ARTIS: Agentic Risk-Aware Test-Time Scaling via Iterative Simulation
This work addresses the problem of costly and irreversible failures in agentic LLM interactions for AI safety and deployment, representing an incremental improvement over existing test-time scaling methods.
The paper tackles the problem of insufficient test-time scaling for agentic LLMs by proposing ARTIS, a framework that uses iterative simulation to explore actions before real-world execution, improving agent reliability without environmental risk. Experiments show that iterative simulation substantially enhances agent reliability, and risk-aware simulation is essential for consistent gains across models and tasks.
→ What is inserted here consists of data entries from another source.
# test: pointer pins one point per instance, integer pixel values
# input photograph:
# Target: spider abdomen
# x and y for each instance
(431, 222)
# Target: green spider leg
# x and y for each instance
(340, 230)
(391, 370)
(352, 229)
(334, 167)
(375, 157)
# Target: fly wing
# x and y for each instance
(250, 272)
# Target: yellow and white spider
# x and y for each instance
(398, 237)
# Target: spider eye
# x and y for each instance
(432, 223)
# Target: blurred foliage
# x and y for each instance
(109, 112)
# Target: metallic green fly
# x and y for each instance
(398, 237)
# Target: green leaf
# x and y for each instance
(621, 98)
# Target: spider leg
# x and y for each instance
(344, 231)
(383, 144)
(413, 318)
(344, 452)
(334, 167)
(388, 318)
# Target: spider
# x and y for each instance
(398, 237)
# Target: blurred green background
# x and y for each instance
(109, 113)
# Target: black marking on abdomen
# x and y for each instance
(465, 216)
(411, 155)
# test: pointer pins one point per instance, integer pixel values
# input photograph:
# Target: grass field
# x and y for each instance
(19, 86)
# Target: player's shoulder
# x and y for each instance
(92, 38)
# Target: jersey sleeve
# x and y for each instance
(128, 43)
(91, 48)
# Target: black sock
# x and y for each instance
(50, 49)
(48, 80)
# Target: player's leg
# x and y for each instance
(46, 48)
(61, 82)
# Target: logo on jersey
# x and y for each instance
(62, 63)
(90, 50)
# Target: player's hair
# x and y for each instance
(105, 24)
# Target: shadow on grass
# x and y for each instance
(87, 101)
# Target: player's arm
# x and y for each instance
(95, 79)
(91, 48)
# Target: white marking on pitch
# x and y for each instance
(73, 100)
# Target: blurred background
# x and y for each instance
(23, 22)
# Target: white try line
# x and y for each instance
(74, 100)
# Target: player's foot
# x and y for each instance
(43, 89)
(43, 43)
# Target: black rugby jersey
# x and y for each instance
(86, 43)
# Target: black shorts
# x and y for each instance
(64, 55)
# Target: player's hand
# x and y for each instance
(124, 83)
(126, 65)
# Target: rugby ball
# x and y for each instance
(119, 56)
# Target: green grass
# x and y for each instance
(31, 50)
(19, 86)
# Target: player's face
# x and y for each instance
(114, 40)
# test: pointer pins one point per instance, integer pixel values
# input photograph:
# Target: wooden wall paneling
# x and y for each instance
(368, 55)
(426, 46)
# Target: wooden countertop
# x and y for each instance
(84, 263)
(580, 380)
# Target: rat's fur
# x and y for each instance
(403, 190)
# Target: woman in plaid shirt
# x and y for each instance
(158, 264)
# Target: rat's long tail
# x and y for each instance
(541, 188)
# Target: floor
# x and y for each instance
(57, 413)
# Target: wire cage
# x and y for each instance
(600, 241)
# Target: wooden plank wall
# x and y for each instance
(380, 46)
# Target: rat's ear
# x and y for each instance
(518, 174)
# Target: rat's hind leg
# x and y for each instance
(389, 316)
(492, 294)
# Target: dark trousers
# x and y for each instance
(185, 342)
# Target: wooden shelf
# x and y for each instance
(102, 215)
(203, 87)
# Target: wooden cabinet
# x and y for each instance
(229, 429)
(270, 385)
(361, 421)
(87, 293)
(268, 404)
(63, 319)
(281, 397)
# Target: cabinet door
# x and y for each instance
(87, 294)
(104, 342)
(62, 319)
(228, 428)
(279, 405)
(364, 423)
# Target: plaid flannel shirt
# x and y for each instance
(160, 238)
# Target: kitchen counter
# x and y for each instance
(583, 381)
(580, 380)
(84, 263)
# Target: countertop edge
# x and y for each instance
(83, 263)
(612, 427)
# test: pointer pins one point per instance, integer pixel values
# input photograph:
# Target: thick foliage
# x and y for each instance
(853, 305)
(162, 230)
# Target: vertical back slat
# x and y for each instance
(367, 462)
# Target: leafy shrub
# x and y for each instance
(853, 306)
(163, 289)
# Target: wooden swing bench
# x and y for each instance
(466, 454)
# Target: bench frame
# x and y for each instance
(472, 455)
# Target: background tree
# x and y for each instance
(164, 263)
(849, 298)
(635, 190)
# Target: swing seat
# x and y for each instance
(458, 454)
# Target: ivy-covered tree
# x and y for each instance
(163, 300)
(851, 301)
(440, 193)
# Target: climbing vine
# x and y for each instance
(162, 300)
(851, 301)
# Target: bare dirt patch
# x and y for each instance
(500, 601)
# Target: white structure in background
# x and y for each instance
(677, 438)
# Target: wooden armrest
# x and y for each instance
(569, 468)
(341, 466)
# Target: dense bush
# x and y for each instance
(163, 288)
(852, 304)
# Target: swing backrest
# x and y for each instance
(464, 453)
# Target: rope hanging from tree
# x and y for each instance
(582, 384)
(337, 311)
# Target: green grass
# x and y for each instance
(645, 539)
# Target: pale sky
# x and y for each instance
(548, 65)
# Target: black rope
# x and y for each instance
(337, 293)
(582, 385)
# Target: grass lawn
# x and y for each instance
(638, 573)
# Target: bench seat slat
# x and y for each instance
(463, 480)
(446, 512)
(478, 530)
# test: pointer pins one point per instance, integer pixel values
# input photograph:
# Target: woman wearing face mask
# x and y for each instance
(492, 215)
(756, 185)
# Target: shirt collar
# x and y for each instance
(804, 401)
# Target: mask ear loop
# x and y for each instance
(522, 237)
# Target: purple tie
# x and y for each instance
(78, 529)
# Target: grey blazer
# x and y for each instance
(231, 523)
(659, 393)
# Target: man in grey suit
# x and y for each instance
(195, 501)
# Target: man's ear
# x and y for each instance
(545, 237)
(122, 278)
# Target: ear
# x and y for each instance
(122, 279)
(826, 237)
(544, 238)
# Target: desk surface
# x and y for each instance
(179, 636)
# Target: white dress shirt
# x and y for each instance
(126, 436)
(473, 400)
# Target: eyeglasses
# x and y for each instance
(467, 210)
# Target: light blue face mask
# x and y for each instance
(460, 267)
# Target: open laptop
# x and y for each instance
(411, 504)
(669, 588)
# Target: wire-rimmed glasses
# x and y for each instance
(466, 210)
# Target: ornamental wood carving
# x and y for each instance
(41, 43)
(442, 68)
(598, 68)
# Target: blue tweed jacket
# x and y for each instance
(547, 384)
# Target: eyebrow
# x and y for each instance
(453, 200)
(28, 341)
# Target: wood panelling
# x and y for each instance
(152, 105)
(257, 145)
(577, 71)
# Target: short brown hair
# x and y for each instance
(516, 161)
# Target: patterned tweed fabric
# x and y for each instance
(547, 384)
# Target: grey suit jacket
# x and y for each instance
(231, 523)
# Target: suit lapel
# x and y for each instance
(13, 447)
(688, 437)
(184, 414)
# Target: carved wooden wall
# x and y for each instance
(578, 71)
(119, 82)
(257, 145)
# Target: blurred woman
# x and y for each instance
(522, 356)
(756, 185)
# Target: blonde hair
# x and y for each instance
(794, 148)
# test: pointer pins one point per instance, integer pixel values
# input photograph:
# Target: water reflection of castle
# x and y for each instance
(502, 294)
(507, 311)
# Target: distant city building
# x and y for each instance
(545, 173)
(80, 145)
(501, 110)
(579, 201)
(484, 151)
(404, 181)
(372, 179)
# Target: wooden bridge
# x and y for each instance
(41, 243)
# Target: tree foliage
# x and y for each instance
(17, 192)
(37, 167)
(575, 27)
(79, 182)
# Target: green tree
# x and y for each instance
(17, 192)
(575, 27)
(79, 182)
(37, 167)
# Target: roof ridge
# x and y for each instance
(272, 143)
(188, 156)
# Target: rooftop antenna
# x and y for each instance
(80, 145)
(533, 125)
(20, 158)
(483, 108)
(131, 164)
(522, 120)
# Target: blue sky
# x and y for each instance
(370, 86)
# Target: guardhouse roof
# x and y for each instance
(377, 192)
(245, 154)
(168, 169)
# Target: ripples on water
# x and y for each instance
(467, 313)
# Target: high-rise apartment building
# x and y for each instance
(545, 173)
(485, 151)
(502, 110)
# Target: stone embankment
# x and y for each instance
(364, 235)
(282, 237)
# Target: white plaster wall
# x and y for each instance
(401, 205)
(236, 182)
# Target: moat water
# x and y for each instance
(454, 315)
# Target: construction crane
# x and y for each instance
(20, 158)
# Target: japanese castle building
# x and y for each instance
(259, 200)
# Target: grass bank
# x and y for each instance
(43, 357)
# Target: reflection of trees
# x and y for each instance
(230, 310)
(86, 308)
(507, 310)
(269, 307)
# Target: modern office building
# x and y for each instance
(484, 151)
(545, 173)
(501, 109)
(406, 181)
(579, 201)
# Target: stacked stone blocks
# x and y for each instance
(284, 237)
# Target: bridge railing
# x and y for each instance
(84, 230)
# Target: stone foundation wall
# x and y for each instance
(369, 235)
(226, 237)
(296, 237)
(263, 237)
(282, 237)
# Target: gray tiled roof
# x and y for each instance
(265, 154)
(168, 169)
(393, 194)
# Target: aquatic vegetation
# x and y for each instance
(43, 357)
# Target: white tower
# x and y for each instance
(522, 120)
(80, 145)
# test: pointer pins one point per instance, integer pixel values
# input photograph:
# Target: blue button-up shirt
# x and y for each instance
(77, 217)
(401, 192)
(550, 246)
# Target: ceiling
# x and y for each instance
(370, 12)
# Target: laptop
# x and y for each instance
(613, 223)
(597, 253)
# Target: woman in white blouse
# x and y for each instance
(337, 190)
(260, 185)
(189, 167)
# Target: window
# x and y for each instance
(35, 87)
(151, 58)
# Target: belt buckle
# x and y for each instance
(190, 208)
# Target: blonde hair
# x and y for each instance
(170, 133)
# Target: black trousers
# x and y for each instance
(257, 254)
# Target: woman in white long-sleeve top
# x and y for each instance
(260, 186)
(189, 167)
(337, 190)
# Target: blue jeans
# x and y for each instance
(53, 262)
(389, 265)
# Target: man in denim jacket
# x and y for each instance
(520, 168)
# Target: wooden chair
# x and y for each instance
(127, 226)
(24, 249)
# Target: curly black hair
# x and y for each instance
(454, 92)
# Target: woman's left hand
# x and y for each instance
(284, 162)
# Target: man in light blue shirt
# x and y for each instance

Current test-time scaling (TTS) techniques enhance large language model (LLM) performance by allocating additional computation at inference time, yet they remain insufficient for agentic settings, where actions directly interact with external environments and their effects can be irreversible and costly. We propose ARTIS, Agentic Risk-Aware Test-Time Scaling via Iterative Simulation, a framework that decouples exploration from commitment by enabling test-time exploration through simulated interactions prior to real-world execution. This design allows extending inference-time computation to improve action-level reliability and robustness without incurring environmental risk. We further show that naive LLM-based simulators struggle to capture rare but high-impact failure modes, substantially limiting their effectiveness for agentic decision making. To address this limitation, we introduce a risk-aware tool simulator that emphasizes fidelity on failure-inducing actions via targeted data generation and rebalanced training. Experiments on multi-turn and multi-step agentic benchmarks demonstrate that iterative simulation substantially improves agent reliability, and that risk-aware simulation is essential for consistently realizing these gains across models and tasks.